In the late 2000s, men murdered and raped several lesbians in South Africa.[8][9] The victims included Sizakele Sigasa (a lesbian activist living in Soweto) and her partner Salome Masooa, who were raped, tortured, and murdered in an attack that South African lesbian-gay rights organizations, including the umbrella-group Joint Working Group, said were driven by lesbophobia.[10][11] In the Gauteng township of KwaThema, soccer player Eudy Simelane was gang-raped, beaten and stabbed to death, and LGBT activist Noxolo Nogwaza was raped and stoned before being stabbed to death.[12][13] Zanele Muholi, community relations director of a lesbian rights group, reports having recorded 50 rape cases over the past decade involving black lesbians in townships, stating: "The problem is largely that of patriarchy. The men who perpetrate such crimes see rape as curative and as an attempt to show women their place in society."[11][14][15] Corrective rape is an ongoing social problem in South Africa.[16][17][18]
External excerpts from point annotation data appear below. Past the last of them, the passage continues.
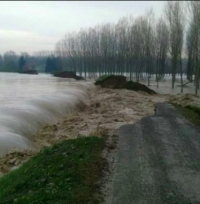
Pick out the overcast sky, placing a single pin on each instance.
(29, 26)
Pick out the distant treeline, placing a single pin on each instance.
(141, 44)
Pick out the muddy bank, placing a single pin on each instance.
(105, 111)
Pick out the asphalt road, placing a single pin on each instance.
(158, 161)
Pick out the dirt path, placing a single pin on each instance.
(158, 161)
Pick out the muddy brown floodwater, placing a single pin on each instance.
(106, 111)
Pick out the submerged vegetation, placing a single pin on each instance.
(67, 172)
(119, 82)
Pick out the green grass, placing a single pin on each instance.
(195, 109)
(192, 113)
(65, 173)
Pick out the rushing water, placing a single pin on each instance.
(27, 102)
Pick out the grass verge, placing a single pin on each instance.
(66, 173)
(192, 113)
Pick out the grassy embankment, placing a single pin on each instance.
(66, 173)
(192, 113)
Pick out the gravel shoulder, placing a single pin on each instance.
(157, 161)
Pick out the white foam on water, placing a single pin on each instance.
(20, 121)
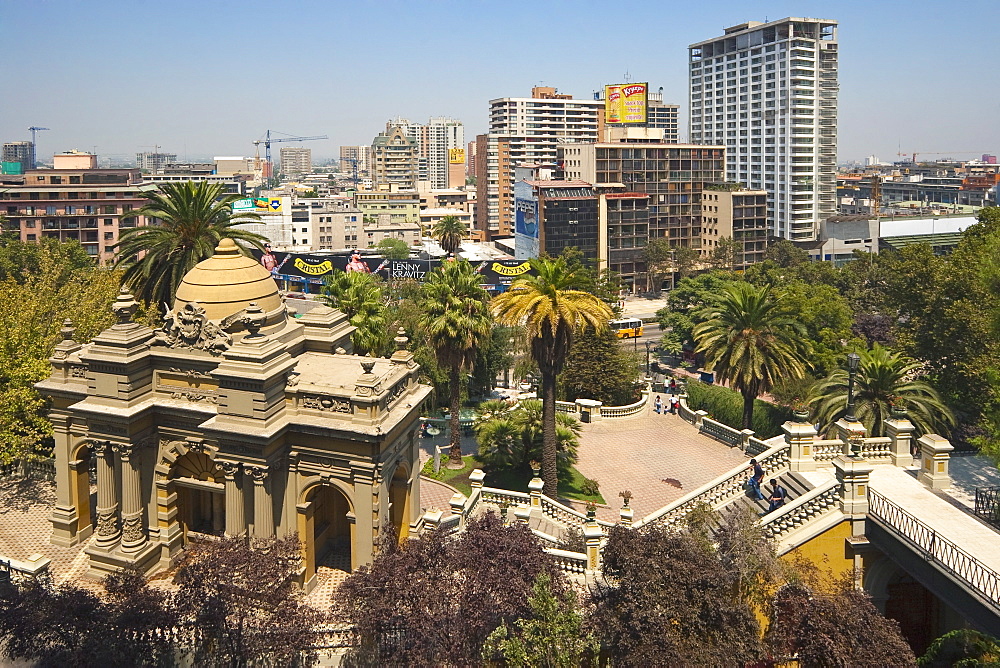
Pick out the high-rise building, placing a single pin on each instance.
(768, 93)
(526, 130)
(153, 162)
(296, 160)
(394, 160)
(20, 151)
(440, 147)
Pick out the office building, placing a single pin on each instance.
(768, 93)
(153, 162)
(22, 152)
(295, 160)
(526, 130)
(75, 201)
(394, 160)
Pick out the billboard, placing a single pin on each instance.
(626, 104)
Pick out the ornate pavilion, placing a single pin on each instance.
(235, 417)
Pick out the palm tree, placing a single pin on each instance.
(551, 309)
(751, 340)
(449, 231)
(186, 222)
(359, 296)
(884, 378)
(455, 320)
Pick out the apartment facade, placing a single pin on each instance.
(768, 93)
(71, 204)
(295, 160)
(394, 160)
(527, 130)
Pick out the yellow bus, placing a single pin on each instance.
(626, 328)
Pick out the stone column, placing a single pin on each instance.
(108, 530)
(236, 524)
(133, 532)
(901, 433)
(934, 458)
(263, 517)
(853, 474)
(800, 437)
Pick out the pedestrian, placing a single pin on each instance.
(756, 478)
(778, 496)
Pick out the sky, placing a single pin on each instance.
(207, 78)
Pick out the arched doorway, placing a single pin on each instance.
(201, 504)
(326, 529)
(399, 498)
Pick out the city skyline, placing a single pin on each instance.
(221, 74)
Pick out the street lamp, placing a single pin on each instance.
(853, 360)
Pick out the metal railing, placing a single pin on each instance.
(988, 504)
(950, 558)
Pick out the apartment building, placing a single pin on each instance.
(524, 130)
(75, 201)
(394, 160)
(295, 160)
(768, 93)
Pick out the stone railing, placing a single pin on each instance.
(625, 411)
(720, 491)
(721, 432)
(568, 562)
(814, 503)
(825, 450)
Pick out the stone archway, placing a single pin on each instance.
(326, 523)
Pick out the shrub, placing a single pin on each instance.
(726, 406)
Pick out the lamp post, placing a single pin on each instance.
(853, 360)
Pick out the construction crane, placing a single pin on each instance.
(267, 140)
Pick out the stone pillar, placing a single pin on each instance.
(263, 517)
(934, 458)
(236, 524)
(134, 531)
(901, 433)
(800, 437)
(853, 474)
(592, 534)
(108, 530)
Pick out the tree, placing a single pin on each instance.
(883, 378)
(837, 628)
(65, 625)
(668, 599)
(393, 249)
(450, 231)
(187, 220)
(360, 297)
(41, 285)
(551, 637)
(513, 438)
(750, 339)
(240, 600)
(598, 367)
(455, 322)
(434, 600)
(552, 311)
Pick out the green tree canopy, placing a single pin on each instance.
(186, 221)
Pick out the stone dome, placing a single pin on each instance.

In its 2019 annual report, SOS Homophobie found that anti-lesbian violence increased 42 percent in France in 2018, with 365 attacks reported.[19][20][21]
Legal persecution
As of 2024, 1 in 5 countries worldwide criminalize private, consensual intimate activity between adult women. The penalties and effects of criminalization include arrest and detention; physical and sexual violence from other individuals or government actors; coerced marriage; and separation of mothers from their children, among many other consequences.[22]
Negative Reactions from Family
LGBT youth are disproportionately likely to end up homeless.[23][24] More than half of these youth were homeless due to significant conflicts with family members over their sexual orientation or identity.[24][23]
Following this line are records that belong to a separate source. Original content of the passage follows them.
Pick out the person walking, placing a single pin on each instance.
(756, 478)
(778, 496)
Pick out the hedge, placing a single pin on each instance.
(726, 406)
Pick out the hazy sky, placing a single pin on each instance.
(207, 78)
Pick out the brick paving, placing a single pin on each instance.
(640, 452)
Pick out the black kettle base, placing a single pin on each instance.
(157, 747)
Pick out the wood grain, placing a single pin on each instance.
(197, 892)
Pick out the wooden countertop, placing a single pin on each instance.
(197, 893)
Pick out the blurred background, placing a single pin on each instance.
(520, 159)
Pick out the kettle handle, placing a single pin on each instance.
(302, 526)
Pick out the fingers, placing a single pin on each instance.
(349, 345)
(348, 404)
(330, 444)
Negative Media Representations
The word "lesbian" is consistently one of the top search terms on popular pornography sites.[25] Pornography often portrays inaccurate, fetishistic caricatures of lesbians. Common porn storylines include men "fixing" lesbians or lesbians hitting on straight women, perpetuating the stereotypes that lesbianism is something to be "fixed", that female sexuality is not to be taken seriously, and that lesbians are predatory.[26]
Negative Stereotypes
Lesbians have been stereotyped in often contradictory ways. Kim Emery, in discussing lesbians in the United States during the late-19th century, says:
It is a truism […] that lesbian existence is inflected and afflicted by apparently incompatible social stereotypes. Lesbians are assumed to be both men in women's bodies and women marked as masculine by physical anomaly. Lesbians are accused of hating men and of wanting to be men, of being both sexually predatory and essentially asexual [sic], of committing unspeakable sexual acts and of lacking the endowments necessary to perform any [sexual acts].[27]
A stereotype that has been identified as lesbophobic is that female athletes are always or predominantly lesbians.[28][29]
Lesbian Erasure
Lesbian erasure references the process of ignoring or discarding the history and problems of lesbians.[30] The term demonstrates the ways in which the contributions of notable lesbian women are diminished or ignored; some examples being Stormé DeLarverie, Audre Lorde, or Angela Davis.[31]